2.3.1.2 Sociodemographic and geographic characteristics

The questionnaire assessed demographic characteristics including sex, sexual orientation, race/ethnicity, and highest level of education attained. Residential zip code, sources of income, places lived or slept, homelessness, and drug treatment were assessed with reference to the past six months. Current participation in drug treatment was also assessed. Homelessness was measured with two different questions: 1) “In the past 6 months, have you thought of yourself as homeless?” and 2) “In the past 6 months, have you slept in a shelter, car, abandoned building, public park, squatting place, or other non-dwelling for more than 7 nights in a row?” Based on these two questions, we created a single composite variable with three levels: 1) not homeless, 2) thought of as homeless, 3) slept in non-dwelling.

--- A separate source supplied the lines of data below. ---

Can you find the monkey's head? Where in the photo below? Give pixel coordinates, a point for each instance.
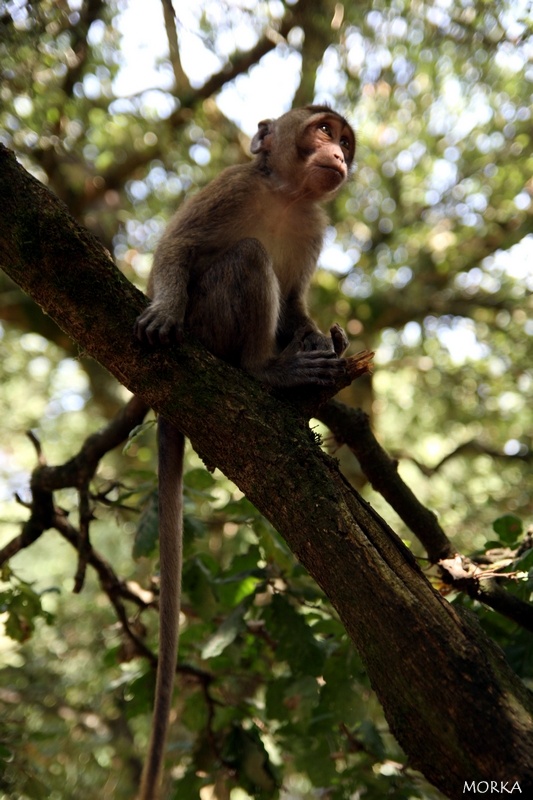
(309, 150)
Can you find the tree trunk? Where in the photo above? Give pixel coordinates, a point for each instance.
(456, 707)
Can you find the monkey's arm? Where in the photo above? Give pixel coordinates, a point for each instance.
(297, 325)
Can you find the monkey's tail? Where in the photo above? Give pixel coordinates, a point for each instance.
(171, 444)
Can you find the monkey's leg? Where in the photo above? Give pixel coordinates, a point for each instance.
(234, 307)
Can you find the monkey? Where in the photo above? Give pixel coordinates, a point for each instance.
(232, 270)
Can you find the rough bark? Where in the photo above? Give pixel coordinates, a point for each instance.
(453, 702)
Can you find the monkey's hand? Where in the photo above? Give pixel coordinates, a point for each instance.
(158, 325)
(312, 339)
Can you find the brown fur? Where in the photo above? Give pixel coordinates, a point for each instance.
(233, 269)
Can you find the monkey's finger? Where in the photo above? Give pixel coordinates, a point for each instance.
(339, 338)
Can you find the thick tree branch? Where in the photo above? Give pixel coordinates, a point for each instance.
(469, 718)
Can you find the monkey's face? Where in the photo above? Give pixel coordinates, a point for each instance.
(309, 150)
(327, 146)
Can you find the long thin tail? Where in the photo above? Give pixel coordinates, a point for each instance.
(171, 443)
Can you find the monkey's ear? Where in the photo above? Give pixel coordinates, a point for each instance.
(260, 141)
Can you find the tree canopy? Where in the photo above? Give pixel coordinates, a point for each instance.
(427, 263)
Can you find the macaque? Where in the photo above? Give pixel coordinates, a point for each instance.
(232, 270)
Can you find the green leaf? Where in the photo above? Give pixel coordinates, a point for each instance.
(509, 528)
(147, 533)
(295, 641)
(228, 631)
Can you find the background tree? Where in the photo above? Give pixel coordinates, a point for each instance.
(431, 256)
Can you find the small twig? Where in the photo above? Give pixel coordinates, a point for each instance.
(84, 549)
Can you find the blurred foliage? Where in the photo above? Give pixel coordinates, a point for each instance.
(430, 266)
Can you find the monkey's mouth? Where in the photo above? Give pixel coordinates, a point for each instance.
(337, 171)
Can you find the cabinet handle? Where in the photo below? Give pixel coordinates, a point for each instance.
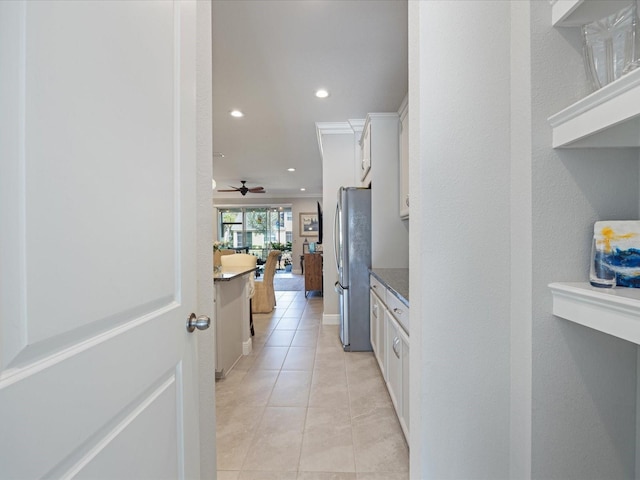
(396, 341)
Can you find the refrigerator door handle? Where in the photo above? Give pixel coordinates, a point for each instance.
(335, 238)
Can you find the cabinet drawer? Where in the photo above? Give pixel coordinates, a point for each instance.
(399, 310)
(378, 288)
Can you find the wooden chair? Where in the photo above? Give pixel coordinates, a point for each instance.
(264, 298)
(243, 260)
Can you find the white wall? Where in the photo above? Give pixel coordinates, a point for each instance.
(521, 242)
(459, 118)
(583, 382)
(504, 388)
(204, 153)
(337, 171)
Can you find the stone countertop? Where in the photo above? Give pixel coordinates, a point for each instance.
(396, 280)
(229, 273)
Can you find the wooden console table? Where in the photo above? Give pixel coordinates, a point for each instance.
(312, 272)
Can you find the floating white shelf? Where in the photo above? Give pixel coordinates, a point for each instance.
(615, 311)
(609, 117)
(575, 13)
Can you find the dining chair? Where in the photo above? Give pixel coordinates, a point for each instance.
(265, 297)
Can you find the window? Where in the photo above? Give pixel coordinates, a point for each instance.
(256, 228)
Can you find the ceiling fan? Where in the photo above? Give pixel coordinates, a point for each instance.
(244, 189)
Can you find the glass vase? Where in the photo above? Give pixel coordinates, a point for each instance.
(610, 46)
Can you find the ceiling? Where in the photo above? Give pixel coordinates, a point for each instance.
(269, 58)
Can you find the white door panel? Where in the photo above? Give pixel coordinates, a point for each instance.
(97, 237)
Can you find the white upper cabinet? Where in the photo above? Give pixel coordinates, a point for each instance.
(365, 155)
(403, 200)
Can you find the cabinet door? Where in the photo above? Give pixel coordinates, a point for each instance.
(394, 362)
(365, 161)
(373, 322)
(377, 320)
(404, 167)
(404, 419)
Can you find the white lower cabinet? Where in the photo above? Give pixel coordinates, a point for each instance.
(398, 370)
(390, 345)
(377, 327)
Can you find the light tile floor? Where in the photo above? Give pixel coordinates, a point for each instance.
(300, 408)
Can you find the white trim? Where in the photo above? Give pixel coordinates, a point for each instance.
(331, 319)
(247, 347)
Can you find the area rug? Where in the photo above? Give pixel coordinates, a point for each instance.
(288, 282)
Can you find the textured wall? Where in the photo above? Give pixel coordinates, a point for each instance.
(583, 381)
(337, 151)
(206, 352)
(463, 250)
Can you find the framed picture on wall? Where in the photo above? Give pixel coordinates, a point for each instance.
(309, 226)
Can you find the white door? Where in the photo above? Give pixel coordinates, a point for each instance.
(97, 240)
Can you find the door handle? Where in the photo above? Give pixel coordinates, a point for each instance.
(201, 323)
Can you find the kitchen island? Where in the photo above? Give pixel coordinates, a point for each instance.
(232, 333)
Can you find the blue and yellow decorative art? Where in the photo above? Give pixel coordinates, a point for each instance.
(618, 250)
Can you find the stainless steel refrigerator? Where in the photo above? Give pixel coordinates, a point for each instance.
(352, 247)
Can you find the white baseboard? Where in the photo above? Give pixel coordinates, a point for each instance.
(331, 319)
(247, 347)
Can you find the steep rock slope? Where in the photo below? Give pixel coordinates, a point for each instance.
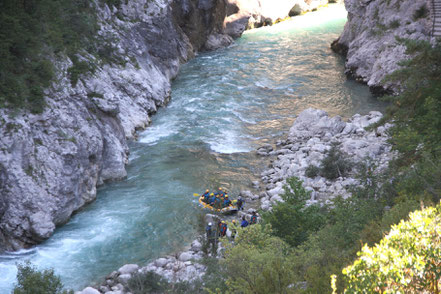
(369, 36)
(51, 163)
(247, 14)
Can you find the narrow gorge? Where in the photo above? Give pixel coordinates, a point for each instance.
(104, 176)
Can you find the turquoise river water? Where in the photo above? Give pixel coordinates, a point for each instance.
(224, 105)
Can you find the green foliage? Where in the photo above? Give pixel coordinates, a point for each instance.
(407, 260)
(258, 263)
(421, 12)
(335, 164)
(292, 220)
(33, 34)
(416, 111)
(32, 281)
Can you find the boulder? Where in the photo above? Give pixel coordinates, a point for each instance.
(90, 290)
(161, 262)
(185, 256)
(128, 269)
(196, 246)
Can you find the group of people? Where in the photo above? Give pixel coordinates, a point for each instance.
(220, 199)
(221, 230)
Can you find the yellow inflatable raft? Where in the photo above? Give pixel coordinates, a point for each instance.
(230, 208)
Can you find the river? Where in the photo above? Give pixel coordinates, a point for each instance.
(224, 105)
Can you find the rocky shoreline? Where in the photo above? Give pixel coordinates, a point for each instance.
(51, 163)
(310, 137)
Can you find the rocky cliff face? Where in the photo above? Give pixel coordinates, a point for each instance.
(247, 14)
(51, 163)
(369, 36)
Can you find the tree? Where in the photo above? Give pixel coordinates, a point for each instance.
(292, 220)
(258, 262)
(32, 281)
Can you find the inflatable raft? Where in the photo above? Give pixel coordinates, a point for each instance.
(230, 208)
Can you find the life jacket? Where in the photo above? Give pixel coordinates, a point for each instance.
(223, 229)
(209, 231)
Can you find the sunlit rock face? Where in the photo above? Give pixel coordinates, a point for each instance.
(246, 14)
(51, 163)
(369, 36)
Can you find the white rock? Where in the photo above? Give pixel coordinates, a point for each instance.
(185, 256)
(90, 290)
(124, 278)
(128, 269)
(161, 262)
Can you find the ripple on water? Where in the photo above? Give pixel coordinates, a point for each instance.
(224, 104)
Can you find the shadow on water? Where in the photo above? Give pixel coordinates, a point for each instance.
(224, 105)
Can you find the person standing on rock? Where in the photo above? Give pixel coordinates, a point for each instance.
(233, 229)
(253, 219)
(244, 223)
(240, 204)
(227, 201)
(220, 192)
(223, 229)
(211, 238)
(206, 196)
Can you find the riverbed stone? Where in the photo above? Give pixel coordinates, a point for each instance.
(124, 278)
(90, 290)
(185, 256)
(308, 131)
(196, 245)
(128, 269)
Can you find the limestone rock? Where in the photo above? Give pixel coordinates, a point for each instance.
(128, 269)
(369, 37)
(90, 290)
(51, 163)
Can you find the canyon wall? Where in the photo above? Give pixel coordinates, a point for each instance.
(51, 163)
(369, 39)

2.3.1.3 Risk behavior and HIV/HCV status

The NIDA Risk Behavior Assessment (National Institute on Drug Abuse, 1993), a widely used instrument with established reliability and validity (Needle et al., 1995; Weatherby et al., 1994), was administered to assess substance use and sexual risk behavior, and HIV testing history and outcomes. Items were added to measure HCV testing history and outcomes. Injection behaviors were assessed with reference to the past 6 months. Receptive syringe sharing (“Thinking about all the times you injected in the past 6 months, how often did you inject with needles that had been used before you by somebody else, even if the needle was cleaned first?”) was measured on a 7-point Likert type scale from “never” to “always”. We recoded responses into 3 categories: never, rarely, and sometimes (less than half the time to always).

2.3.1.4. Emotion dysregulation

The Difficulties in Emotion Regulation Scales (DERS) (Gratz and Roemer, 2004) is a self-report instrument with six sub-scales, including non-acceptance of emotional responses, difficulties engaging in goal directed behavior, impulse control difficulties, lack of emotional awareness, limited access to emotion regulation strategies, and lack of emotional clarity. Scores are coded such that high scores indicate greater emotion dysregulation. The DERS has been validated in samples of cocaine (Fox et al., 2007) and alcohol (Fox et al., 2008) dependent respondents. Total and subscale scores are computed as the sum of item ratings. In the current sample, internal consistency was excellent for the total scale (alpha = 0.95) and good for all subscales (alpha = 0.82 - 0.87).

2.3.1.5. Impulsivity

The SUPPS-P Impulsive Behavior Scale (Cyders et al., 2014) is a short version of the Urgency, Premeditation, Perseverance, Sensation Seeking, Positive Urgency Impulsive Behavior Scale (UPPS-P) (Cyders et al., 2007; Whiteside and Lynam, 2001; Whiteside et al., 2005), consisting of 20 4-point Likert scale items measuring 5 dimensions of impulsivity. Subscale scores were computed as the mean of item ratings. In the current sample, internal consistency was acceptable for negative urgency (alpha = 0.70) and positive urgency (alpha = 0.73). The perseverance and premeditation subscales were combined for a general measure of impulsivity (alpha = 0.80). The sensation seeking subscale had poor reliability (alpha = 0.46) and these items were not used.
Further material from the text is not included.